Given that TanA= -0.5774, find A if 360°<A<540°
We know that TanA = opposite/adjacent, so we can set up a right triangle where A is an angle in the second quadrant (since Tan is negative) and label the opposite side as x and the adjacent side as 1.
Using the Pythagorean theorem, we can solve for the hypotenuse:
h = sqrt(x^2 + 1^2)
Now we can use the given information that 360° < A < 540° to determine the reference angle for A:
reference angle = A - 360°
reference angle = 540° - A
Since the tangent function is negative in the second and fourth quadrants, we know that the reference angle is either 119.036° or 299.036°.
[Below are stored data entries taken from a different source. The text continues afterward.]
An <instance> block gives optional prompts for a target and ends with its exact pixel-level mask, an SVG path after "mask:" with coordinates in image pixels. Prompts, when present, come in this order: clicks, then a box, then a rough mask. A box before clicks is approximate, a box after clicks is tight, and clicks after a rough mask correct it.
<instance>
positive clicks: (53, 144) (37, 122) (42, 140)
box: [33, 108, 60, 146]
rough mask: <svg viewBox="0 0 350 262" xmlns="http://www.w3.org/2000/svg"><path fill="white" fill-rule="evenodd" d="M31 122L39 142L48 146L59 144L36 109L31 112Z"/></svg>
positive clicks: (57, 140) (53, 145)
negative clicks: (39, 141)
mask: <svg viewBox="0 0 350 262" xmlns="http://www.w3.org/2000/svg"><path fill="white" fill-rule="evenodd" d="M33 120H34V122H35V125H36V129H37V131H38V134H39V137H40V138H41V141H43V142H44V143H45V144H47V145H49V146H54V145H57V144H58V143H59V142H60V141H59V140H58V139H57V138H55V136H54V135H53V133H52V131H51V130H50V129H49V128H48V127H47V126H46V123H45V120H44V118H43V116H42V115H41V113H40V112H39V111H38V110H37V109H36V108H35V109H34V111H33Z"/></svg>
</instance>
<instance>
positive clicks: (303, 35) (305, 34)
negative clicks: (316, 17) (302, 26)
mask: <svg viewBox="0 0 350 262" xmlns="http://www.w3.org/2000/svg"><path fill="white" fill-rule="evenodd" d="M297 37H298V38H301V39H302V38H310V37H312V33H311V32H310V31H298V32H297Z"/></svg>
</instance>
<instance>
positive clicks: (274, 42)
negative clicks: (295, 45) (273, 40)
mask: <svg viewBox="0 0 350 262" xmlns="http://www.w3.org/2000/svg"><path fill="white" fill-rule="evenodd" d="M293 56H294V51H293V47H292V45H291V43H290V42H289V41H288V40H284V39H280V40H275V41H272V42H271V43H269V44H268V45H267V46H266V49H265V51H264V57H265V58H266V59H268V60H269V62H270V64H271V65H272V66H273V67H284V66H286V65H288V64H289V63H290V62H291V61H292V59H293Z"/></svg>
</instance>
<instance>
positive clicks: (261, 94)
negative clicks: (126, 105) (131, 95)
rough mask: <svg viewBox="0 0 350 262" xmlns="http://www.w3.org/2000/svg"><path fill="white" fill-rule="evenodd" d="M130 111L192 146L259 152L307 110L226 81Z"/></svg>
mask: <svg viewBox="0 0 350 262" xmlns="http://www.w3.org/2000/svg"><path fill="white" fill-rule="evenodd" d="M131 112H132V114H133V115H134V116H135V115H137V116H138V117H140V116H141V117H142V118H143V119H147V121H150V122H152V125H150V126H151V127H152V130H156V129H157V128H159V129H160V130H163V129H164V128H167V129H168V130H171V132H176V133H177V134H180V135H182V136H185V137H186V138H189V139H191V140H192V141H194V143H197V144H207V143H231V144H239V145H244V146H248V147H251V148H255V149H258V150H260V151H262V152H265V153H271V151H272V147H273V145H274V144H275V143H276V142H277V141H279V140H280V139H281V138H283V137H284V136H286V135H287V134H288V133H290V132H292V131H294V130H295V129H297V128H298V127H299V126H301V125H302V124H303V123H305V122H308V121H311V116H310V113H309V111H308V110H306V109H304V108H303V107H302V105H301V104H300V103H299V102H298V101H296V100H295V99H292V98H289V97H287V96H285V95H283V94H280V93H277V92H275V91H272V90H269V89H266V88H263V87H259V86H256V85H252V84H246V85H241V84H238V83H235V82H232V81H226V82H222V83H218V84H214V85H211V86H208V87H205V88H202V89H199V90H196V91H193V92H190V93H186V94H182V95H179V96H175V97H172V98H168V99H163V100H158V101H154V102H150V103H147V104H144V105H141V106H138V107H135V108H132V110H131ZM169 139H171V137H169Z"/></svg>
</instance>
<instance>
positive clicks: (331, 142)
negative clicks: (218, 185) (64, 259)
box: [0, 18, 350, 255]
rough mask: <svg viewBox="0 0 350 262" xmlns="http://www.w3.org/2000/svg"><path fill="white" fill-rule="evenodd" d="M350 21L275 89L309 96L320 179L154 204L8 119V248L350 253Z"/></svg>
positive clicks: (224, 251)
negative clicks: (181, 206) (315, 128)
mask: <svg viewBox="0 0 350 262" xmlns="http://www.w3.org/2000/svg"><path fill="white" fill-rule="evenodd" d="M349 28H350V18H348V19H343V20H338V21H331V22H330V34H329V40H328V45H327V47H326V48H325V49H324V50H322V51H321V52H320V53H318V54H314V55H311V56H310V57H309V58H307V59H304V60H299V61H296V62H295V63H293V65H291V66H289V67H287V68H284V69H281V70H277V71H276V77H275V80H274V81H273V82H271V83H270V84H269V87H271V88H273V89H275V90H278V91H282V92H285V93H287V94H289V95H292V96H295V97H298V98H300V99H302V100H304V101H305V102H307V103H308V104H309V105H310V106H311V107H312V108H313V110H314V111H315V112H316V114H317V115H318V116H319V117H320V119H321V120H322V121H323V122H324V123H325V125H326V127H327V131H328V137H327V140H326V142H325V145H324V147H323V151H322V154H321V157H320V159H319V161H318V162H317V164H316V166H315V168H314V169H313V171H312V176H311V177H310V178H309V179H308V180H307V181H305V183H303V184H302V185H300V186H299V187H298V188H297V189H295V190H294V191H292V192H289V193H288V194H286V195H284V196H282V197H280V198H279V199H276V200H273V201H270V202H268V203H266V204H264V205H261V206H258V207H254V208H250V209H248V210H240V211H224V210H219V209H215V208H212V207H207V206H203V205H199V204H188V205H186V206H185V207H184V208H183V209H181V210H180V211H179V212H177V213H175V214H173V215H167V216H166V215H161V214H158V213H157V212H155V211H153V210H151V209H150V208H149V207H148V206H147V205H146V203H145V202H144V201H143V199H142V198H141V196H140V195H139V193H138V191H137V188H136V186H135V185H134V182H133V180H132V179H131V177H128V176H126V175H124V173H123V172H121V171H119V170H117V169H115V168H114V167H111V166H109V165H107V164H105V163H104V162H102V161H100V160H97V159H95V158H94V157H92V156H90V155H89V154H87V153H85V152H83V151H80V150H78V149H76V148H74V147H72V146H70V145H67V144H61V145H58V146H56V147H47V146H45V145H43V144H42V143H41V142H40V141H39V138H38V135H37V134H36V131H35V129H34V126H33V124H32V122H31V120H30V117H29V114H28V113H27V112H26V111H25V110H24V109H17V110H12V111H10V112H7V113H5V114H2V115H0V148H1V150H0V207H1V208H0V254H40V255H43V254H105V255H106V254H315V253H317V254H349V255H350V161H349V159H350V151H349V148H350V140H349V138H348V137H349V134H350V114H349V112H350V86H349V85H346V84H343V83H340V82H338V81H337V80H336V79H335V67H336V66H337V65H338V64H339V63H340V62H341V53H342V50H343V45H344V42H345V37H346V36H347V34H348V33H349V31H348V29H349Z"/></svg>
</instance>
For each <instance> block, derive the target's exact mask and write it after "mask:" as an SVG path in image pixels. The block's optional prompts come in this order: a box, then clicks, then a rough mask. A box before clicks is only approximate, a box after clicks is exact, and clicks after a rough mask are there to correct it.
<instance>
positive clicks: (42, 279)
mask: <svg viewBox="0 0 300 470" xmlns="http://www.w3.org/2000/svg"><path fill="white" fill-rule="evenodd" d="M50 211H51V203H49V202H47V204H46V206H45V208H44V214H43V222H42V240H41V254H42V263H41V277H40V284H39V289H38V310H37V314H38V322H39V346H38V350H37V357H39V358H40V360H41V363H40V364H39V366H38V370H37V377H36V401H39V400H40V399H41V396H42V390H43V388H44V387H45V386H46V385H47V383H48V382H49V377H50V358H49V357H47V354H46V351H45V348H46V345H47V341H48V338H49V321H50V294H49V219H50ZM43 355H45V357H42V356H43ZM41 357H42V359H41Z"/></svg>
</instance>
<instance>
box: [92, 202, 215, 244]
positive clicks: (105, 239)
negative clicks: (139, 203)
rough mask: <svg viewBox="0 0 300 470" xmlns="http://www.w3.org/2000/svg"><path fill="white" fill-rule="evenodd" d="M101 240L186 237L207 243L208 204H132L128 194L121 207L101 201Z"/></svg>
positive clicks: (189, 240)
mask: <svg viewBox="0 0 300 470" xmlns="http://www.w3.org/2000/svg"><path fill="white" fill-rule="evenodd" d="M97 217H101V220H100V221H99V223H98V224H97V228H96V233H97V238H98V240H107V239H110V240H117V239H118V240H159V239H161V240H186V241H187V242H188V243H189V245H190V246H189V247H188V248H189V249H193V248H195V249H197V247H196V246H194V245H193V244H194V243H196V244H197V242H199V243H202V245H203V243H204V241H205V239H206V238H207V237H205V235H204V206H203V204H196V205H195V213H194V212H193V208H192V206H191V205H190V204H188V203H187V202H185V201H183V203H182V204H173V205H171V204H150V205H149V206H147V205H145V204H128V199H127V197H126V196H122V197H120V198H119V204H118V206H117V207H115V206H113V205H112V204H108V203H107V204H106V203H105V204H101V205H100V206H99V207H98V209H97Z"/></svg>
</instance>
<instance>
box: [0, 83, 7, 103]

Now we can set up the equation:
TanA = -0.5774
Tan(reference angle) = -0.5774
And solve for the angle:
reference angle = arctan(-0.5774)
reference angle = -29.744°
Since we know that A is in the second quadrant, we add 180° to the reference angle to get:
A = 150.256°
Therefore, A = 150.256° satisfies the conditions of 360° < A < 540° and TanA = -0.5774.
To find the value of A within the given range, we can use inverse tangent (arctan) function on -0.5774.
Step 1: Calculate the arctan of -0.5774.
A = arctan(-0.5774)
Step 2: Convert the result to degrees.
A ≈ -30.96°
Since the given range is 360° < A < 540°, the value of A within this range is approximately -30.96°. However, angles are conventionally measured between 0° to 360° or 0° to 2π radians.